Our new insecurity October 10, 2014

Terrorism, the shaky economy, and now ebola–these things make us feel insecure.  Chris Cillizza says that other items in the news–the Secret Service failures, the controversy over the Ferguson police, the rise of ISIL in Iraq despite our military’s prowess–adds a further level of insecurity, that those who are supposed to protect us can’t.  See what he says after the jump.  What do you think of his analysis?

From Chris Cillizza, The Secret Service story isn’t just about President Obama. It’s about us too. – The Washington Post:

If people with, at best, uncertain intentions can get that close to the president of the United States, what does that mean for my safety and the safety of my family?
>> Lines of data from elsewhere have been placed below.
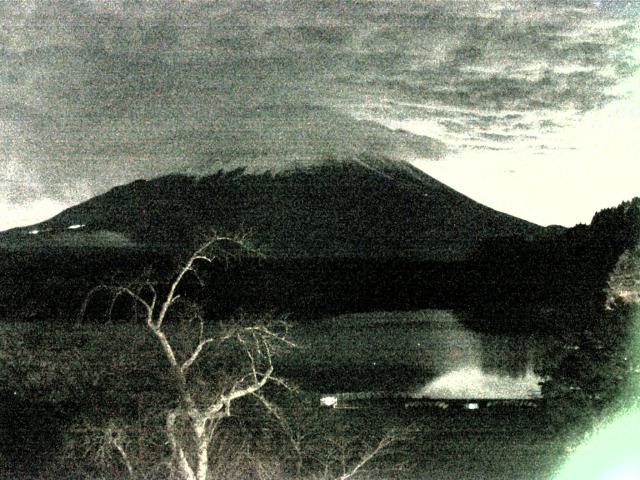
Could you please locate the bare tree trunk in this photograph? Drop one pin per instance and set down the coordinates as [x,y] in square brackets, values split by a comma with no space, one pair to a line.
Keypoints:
[184,469]
[202,440]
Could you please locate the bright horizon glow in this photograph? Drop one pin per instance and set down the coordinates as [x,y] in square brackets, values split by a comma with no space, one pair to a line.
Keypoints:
[583,168]
[13,216]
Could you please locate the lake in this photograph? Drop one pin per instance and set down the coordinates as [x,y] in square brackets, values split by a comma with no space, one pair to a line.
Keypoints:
[428,353]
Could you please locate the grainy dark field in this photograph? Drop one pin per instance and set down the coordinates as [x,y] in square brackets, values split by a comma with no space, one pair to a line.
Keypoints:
[55,376]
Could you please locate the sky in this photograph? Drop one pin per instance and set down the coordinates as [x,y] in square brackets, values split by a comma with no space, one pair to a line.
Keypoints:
[531,107]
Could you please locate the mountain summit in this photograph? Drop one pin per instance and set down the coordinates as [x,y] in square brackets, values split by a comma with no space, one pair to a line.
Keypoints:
[362,207]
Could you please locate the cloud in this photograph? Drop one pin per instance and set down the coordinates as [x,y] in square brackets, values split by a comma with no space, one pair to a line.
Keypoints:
[100,93]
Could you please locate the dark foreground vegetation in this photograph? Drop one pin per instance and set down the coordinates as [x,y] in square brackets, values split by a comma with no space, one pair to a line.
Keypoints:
[75,396]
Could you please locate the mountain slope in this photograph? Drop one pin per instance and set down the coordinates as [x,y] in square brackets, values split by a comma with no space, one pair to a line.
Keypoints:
[364,207]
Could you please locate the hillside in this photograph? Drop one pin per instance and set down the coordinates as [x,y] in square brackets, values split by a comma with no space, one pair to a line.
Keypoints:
[367,207]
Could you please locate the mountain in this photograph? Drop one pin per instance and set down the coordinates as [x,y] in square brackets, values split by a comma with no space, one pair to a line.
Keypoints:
[367,207]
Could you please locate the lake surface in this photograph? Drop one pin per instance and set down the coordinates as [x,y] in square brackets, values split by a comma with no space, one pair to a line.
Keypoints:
[429,353]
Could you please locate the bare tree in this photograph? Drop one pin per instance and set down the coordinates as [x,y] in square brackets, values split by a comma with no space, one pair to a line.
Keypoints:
[191,423]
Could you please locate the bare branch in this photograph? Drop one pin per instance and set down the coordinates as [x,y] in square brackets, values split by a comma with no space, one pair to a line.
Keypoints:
[176,449]
[384,443]
[194,356]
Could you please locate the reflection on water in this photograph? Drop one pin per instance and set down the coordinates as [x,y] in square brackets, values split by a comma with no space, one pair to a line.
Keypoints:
[442,358]
[473,382]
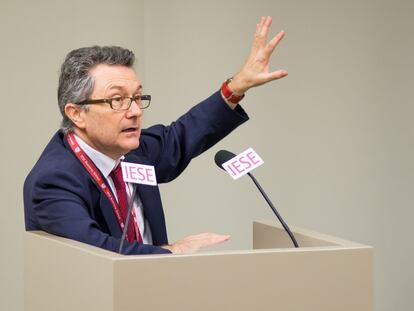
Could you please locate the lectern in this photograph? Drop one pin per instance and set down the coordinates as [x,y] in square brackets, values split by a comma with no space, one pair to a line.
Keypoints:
[325,274]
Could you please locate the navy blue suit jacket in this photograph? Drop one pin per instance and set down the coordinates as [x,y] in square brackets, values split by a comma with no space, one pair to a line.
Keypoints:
[61,198]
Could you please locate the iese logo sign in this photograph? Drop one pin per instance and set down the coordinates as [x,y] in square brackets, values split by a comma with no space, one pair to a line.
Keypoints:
[243,163]
[138,173]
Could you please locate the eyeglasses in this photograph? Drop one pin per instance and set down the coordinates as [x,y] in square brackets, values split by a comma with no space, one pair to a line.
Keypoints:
[121,103]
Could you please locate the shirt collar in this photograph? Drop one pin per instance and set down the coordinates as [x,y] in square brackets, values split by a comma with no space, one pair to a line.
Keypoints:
[104,163]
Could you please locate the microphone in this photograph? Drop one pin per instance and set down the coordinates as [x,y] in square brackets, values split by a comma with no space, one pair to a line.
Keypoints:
[222,157]
[132,158]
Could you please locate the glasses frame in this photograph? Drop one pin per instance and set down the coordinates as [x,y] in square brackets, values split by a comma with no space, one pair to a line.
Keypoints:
[109,101]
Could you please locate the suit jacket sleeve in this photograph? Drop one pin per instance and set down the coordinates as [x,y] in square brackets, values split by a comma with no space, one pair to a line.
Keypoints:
[172,147]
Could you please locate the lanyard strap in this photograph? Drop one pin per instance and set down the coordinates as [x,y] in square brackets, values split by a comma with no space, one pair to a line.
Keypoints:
[97,177]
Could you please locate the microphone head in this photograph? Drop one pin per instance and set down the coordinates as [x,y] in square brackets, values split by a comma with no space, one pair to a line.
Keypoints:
[131,158]
[223,156]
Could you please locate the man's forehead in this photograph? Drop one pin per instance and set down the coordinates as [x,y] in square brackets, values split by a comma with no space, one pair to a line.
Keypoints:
[108,77]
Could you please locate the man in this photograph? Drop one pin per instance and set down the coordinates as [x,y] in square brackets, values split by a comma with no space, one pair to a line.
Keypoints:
[76,189]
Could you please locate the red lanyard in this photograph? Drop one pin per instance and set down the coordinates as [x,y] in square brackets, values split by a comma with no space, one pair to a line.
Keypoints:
[97,177]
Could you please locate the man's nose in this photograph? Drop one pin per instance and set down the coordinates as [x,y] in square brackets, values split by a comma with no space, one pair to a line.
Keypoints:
[134,110]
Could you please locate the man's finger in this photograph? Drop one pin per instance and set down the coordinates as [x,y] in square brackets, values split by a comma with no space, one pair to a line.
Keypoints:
[274,42]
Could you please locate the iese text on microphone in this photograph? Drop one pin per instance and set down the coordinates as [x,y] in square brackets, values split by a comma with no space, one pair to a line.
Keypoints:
[138,173]
[243,163]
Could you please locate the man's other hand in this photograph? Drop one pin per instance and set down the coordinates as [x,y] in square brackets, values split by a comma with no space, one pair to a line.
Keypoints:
[194,243]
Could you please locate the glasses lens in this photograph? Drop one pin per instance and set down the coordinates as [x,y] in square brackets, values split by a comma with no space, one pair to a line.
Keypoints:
[118,103]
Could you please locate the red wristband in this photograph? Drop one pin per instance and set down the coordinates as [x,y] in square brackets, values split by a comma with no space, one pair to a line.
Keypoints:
[228,94]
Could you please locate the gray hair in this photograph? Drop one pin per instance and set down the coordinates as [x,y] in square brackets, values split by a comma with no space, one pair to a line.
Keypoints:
[75,83]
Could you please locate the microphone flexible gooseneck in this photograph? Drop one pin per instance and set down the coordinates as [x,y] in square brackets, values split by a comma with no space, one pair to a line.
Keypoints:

It’s a conversation — or at least a strain of thinking — that has been active in the American consciousness since the terrorist attacks of Sept. 11, 2001. That’s when the idea of all the horrible things we saw happening in far off places weren’t so far off after all hit home. It fostered a sense of vulnerability that we had previously not known for decades — if ever. It was accompanied by an extended economic slide that saw Wall Street greed on full display and a political system unwilling or unable to respond effectively. Hurricane Katrina — and its aftermath — reaffirmed that sense that the pillars of society we had always leaned on in tough times might not be there to lean on anymore. The debate over performance enhancing drugs made sports — typically an escape — part of the problem. The ongoing debate over concussions — not to mention domestic violence — in the NFL added to our sense that the people in charge might a) be telling us less than we deserved to know and, more frighteningly, b) not really know what was going on.
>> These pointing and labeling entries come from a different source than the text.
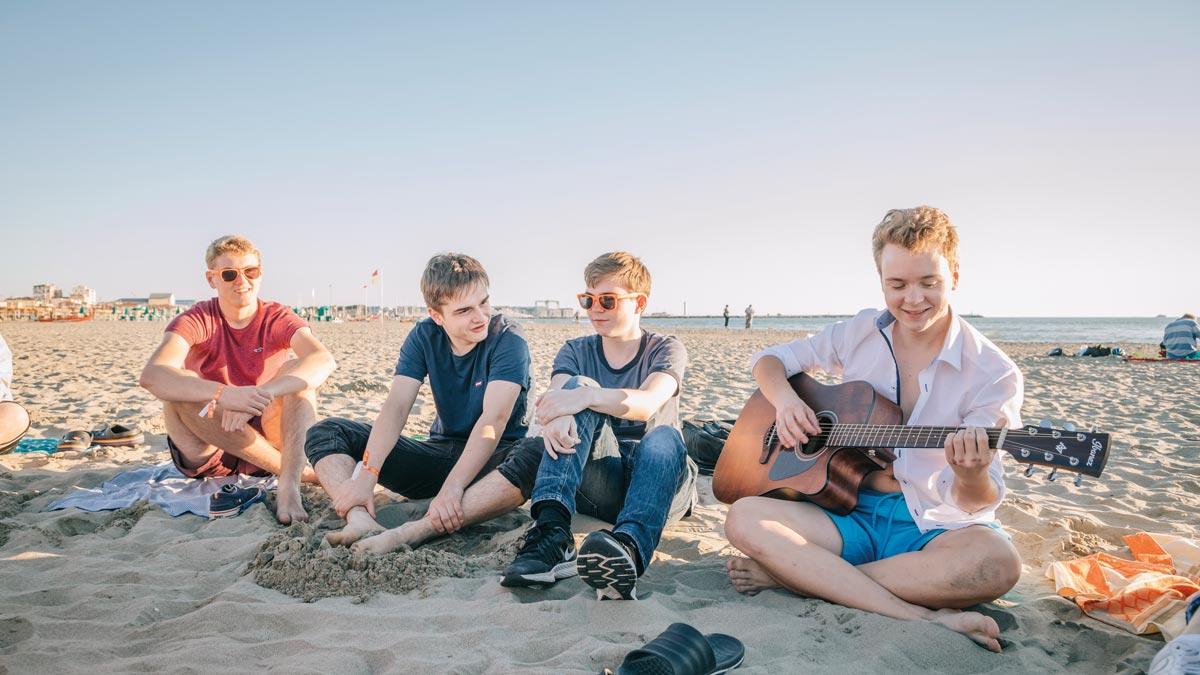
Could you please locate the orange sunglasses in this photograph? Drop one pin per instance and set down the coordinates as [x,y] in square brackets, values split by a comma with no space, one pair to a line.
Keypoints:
[229,274]
[607,300]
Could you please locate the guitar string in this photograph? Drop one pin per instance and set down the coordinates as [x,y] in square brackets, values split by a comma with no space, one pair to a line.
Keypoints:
[869,434]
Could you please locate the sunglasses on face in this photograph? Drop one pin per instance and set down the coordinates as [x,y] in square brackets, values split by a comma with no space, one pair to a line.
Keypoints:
[229,274]
[607,300]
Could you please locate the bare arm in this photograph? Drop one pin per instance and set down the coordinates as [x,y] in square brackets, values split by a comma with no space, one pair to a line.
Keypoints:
[311,369]
[445,509]
[793,418]
[969,455]
[166,378]
[637,405]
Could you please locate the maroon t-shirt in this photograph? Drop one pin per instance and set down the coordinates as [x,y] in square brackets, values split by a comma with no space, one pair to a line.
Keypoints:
[239,357]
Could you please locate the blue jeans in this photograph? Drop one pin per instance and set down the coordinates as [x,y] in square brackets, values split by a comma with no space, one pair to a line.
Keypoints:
[637,485]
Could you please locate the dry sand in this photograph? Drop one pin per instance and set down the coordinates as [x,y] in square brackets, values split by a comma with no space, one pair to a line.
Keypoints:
[136,590]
Two moments this summer and fall — prior to the Secret Service issues — have added to the growing sense of unease and anxiety about who — if anyone — is (or can) look out for us. The first was the shooting of an unarmed black teenager named Michael Brown in Ferguson, Missouri and the protests that followed. For many — particularly in the black community — the Brown shooting epitomized the idea that even those who are paid to protect us don’t always do it, and sometimes do the opposite. (The investigation into Brown’s death is ongoing.) Then came the rise of the Islamic State — and the gruesome beheadings of journalists — that put a new terrorist organization into the American consciousness 13 years after we first heard of a group called al Quaeda.